Hartlepool MP Mike Hill heard about plans to improve the local rail network after meeting with a boss of rail firm Northern.
Mr Hill spoke about concerns and frustrations experienced by commuters on Northern services through Hartlepool after meeting with Mike Patterson the regional head of the firm.
He also told of the operator’s plans to completely redesign Hartlepool Railway Station and add more Grand Central services to London.
He said: “Naturally given the redevelopment of Church Street I urged Mr Patterson to key in with the council as he assured me that there are plans to completely redesign it as a hub, plus I discussed barriers to the usage of the bus depot as a transport hub for buses.”
Mr Hill stressed the need for greater investment in the network and for 25-year-old carriages to be upgraded to improve the service passengers receive.

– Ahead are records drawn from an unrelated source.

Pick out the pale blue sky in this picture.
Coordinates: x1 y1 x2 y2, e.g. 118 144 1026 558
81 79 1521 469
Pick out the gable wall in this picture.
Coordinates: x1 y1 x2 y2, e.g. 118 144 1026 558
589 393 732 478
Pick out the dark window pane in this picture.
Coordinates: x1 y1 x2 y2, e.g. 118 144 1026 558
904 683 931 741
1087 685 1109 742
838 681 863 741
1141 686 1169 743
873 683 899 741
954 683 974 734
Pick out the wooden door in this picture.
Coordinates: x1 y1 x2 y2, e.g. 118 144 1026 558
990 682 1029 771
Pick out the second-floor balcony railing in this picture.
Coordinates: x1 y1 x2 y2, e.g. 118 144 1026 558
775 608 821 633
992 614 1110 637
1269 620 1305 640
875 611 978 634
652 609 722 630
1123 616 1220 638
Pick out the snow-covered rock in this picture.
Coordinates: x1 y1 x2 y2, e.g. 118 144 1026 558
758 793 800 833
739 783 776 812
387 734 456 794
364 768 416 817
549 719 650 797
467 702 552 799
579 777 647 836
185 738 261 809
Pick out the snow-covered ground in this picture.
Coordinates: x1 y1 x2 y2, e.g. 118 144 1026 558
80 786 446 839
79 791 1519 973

He said: “I was told it’s a Department For Transport Decision and nothing to do with the franchisee who would love the go ahead for new stock.
“The people of Hartlepool and the North East as a whole deserve a damn site better than this and it just goes to show how much the Government is neglecting our transport infrastructure.”
He also disagreed with Mr Patterson who said the company runs four-carriage services at peak times.
Mr Hill said he had only seen two carriage trains.
Mr Hill added: “Don’t get me wrong the meeting was positive. Grand Central Railways have very welcome and ambitious plans to increase frequency of services to London and I am fully behind them.
“There are plans too to increase the frequency of trains to Newcastle and Middlesbrough, which in the face of a sluggish once an hour off peak service has to be a good thing.
“We have a lot going for us in Hartlepool but even the director agrees with me we need a hell of a lot more investment to even make a jot of difference.”
Mr Hill met with the Northern chief on the eve of yesterday’s RMT rail strike over passenger safety related to Northern plans to run driver-only services.
Mr Hill said: “With so many unlit and unstaffed stations along the Durham East Coast Line I got the impression that guard free or conductor free trains might be a way off for us, but I believe whole heartedly that those jobs remain vital across the network for a whole range of reasons including security and accessibility.”
He said he remains to be convinced that new gate staff at stations and travel safety officers will not undermine the role of the traditional guards and conductors.